Passed in 2002, the Special Measure for the Revitalization of Cities spurred
a wave of urban redevelopment around Japan. Many new office districts were built and the competition between different areas ratcheted up a notch. The announcement of the SEZs should now give a further impetus to developers.
The market, however, failed to respond with as much enthusiasm as expected. For example, Swiss investment bank UBS noted that while it liked the fact that the idea of setting the effective rate of corporation tax at 20.2 percent remained in place, the fact that none of the other major policies discussed last September even got a look in was a big minus. Mizuho Securities, meanwhile, lamented the “lack of detail” in the zones’ geographic designation and in the economic sectors slated for deregulation, and was “disappointed” that Aiichi prefecture was not selected as an SEZ for roads. In the case of real estate it was a similar story: no information was provided on the all-important loosening of the rules controlling the ratio of a building’s floor area to the overall lot area.
In fact, the year-to-date stock market performance of Japanese real estate developers has been another disappointment. As a group, real estate-related stocks have fallen 23 percent. Despite staging a couple of abortive run-ups on either side of the SEZ announcement, their rise tailed off and in late April they were bumping along their lows for the year.
One should nonetheless bear in mind that the March SEZ announcement was only a first salvo. The sort of news the market was hoping for then may well be forthcoming at a later stage. This time, few if any of the more complex and controversial issues—reducing the rate of income tax for international business people, extending the operating hours of the Tokyo Metro, loosening the regulations on who can manage railway stations and airports, the privatization of ports, and the development of large resorts including casinos—were touched upon in the government’s statement.
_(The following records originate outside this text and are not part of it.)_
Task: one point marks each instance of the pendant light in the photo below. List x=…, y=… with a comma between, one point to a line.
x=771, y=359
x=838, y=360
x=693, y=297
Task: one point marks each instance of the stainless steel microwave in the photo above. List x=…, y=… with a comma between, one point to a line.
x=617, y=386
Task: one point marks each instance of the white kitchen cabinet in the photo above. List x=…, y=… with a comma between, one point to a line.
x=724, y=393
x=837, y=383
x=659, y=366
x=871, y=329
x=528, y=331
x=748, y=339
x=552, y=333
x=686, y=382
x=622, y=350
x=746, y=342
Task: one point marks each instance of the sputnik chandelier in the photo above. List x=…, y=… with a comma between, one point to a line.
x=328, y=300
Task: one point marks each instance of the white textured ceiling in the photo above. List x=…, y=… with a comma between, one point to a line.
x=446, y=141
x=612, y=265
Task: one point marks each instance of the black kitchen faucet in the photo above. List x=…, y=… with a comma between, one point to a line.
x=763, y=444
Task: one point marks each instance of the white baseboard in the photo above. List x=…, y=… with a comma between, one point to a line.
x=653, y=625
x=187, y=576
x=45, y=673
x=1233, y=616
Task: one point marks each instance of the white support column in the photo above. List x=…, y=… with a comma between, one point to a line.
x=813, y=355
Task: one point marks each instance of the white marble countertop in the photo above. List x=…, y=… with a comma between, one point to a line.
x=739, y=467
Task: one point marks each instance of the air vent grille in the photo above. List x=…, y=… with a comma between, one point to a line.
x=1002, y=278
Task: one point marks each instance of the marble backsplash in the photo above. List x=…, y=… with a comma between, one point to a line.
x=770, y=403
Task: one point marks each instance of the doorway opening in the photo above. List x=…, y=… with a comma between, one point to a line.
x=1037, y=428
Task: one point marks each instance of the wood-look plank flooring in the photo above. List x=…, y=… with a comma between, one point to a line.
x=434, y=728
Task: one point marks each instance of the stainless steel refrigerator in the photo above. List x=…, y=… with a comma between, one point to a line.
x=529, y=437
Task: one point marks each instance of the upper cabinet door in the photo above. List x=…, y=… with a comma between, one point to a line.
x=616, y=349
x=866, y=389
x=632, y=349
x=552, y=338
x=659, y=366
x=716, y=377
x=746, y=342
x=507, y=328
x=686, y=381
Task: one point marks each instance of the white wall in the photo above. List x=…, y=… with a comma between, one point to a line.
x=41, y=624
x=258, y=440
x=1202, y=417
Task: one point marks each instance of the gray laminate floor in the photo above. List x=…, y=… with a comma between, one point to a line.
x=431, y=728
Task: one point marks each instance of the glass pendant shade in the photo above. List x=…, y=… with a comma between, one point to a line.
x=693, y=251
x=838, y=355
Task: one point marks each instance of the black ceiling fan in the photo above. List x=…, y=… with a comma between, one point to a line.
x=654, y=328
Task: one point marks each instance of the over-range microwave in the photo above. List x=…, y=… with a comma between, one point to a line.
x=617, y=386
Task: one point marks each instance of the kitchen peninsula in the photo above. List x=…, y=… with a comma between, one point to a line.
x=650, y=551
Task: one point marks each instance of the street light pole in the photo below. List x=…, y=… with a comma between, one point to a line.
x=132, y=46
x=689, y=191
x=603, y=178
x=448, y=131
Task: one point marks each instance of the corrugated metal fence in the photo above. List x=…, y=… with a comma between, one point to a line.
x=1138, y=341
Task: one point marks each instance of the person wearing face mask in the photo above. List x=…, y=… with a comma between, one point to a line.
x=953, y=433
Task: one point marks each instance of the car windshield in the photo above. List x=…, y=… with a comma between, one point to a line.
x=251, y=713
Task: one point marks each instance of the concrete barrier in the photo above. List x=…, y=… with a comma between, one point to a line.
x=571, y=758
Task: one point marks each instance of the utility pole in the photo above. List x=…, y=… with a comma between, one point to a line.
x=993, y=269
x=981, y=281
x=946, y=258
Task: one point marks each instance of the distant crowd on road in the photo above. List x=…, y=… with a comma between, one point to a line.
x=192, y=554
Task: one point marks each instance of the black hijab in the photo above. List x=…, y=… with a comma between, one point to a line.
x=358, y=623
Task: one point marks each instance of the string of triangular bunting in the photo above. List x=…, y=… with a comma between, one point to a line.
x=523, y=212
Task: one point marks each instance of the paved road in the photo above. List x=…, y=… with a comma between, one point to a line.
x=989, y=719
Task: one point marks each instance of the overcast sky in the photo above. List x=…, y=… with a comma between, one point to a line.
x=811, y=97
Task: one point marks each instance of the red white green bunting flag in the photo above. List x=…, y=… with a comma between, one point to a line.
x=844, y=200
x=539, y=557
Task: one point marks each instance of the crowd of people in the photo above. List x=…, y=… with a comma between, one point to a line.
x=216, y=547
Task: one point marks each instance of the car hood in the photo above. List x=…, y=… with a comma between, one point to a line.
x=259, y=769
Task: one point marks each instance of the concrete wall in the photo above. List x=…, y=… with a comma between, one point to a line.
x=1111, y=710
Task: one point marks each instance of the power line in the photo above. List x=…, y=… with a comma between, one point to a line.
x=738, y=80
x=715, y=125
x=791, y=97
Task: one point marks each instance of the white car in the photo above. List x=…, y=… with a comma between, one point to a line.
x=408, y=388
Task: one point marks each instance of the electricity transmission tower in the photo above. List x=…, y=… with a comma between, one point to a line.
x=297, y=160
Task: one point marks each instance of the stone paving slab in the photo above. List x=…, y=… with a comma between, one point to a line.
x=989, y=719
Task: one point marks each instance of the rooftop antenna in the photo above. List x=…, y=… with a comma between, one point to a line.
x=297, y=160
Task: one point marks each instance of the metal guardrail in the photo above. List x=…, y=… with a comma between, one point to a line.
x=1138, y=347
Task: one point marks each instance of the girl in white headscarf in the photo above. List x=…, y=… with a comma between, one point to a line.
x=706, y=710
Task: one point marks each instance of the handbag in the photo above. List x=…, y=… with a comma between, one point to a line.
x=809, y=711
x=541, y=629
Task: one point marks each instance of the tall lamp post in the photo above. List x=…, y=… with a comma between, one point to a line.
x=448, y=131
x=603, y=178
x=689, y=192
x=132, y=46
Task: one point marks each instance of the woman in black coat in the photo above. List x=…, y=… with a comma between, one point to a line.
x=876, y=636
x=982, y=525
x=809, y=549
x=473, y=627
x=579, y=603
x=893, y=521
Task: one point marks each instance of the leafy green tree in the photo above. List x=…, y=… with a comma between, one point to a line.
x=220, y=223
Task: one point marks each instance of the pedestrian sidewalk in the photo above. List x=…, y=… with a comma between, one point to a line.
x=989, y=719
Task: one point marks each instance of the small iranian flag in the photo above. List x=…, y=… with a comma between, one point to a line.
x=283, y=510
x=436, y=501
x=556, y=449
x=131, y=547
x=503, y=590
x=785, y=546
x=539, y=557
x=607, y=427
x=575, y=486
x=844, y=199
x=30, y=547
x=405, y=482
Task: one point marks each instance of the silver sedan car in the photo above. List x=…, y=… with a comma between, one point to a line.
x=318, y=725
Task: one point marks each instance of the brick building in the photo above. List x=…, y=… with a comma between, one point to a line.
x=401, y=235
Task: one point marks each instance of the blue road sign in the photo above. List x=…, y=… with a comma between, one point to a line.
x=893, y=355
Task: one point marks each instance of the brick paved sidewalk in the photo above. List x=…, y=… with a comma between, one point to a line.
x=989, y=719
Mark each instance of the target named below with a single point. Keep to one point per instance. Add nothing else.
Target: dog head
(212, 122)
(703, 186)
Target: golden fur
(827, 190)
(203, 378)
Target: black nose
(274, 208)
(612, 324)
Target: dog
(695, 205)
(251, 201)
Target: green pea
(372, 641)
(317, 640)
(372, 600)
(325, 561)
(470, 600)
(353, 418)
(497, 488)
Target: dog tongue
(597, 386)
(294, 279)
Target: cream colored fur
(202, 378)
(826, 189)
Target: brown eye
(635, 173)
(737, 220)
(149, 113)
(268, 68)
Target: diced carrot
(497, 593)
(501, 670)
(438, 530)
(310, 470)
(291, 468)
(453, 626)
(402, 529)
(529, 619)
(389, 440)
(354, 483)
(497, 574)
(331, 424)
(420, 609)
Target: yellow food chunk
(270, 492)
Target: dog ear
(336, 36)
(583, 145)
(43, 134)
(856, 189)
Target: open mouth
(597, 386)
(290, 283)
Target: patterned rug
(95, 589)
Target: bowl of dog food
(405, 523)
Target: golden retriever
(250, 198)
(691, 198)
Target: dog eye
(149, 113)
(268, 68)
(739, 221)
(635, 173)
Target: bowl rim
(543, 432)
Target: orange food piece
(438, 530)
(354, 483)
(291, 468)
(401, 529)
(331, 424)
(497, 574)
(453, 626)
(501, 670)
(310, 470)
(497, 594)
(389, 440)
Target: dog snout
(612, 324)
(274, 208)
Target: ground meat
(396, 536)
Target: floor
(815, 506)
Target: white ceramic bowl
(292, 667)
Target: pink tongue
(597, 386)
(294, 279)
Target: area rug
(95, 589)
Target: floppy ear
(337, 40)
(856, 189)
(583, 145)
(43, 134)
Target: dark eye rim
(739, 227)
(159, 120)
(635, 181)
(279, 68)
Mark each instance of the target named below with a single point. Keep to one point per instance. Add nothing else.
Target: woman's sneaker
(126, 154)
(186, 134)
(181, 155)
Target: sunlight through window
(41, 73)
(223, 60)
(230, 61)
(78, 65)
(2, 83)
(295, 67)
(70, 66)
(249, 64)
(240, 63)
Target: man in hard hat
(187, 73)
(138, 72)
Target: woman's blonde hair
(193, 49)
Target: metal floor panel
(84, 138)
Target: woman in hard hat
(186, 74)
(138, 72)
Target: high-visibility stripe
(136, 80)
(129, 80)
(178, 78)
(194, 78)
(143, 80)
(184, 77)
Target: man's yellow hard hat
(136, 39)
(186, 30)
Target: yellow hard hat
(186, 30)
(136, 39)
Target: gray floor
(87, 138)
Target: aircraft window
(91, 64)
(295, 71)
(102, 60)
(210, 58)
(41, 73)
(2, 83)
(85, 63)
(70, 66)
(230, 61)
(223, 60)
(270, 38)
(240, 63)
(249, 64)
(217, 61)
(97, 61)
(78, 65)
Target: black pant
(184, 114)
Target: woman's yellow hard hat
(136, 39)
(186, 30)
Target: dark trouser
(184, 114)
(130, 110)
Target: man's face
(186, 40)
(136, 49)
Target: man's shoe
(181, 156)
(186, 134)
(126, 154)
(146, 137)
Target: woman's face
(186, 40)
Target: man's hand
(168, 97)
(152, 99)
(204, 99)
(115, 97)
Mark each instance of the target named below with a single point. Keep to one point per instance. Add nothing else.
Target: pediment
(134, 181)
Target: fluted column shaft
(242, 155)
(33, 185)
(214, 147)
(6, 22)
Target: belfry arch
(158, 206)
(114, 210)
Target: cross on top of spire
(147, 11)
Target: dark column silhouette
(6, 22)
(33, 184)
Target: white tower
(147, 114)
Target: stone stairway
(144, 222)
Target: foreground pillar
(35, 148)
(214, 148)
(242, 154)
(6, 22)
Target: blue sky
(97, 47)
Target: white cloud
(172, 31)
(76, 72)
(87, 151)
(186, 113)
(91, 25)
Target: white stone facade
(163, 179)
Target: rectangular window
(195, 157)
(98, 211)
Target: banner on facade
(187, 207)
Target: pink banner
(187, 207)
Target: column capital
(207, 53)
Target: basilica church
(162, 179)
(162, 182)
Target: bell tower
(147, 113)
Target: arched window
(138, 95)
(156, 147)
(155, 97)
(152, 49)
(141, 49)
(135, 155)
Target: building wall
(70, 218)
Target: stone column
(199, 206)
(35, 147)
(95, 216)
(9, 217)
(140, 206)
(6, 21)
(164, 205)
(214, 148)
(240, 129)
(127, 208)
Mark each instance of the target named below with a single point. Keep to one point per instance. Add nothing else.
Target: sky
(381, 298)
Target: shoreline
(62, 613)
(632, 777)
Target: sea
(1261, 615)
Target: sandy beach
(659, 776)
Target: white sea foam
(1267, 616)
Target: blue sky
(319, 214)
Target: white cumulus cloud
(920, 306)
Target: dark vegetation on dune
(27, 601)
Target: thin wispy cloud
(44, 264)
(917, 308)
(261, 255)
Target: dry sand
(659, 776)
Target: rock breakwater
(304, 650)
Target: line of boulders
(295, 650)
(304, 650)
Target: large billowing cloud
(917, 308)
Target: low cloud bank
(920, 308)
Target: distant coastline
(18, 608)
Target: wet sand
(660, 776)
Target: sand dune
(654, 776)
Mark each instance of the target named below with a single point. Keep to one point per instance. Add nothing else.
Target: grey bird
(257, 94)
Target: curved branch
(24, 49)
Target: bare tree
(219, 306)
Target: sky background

It is expected that the deregulation policies which did not make it into the Japan Revitalization Strategy announced in June 2013 will be announced, along with supportive measures designed
to encourage the rejuvenation of businesses, in late June this year as part of the new Growth Strategy package. This is when providing a proper level of detail will be genuinely crucial. An LDP Dietmember close to Abe’s inner circle assured me that Akira Amari, Minister for National Strategy and Economic Policy, is very likely to propose additional policies and that enthusiasm for bringing clarity to the reduction of the effective corporation tax rate is rising.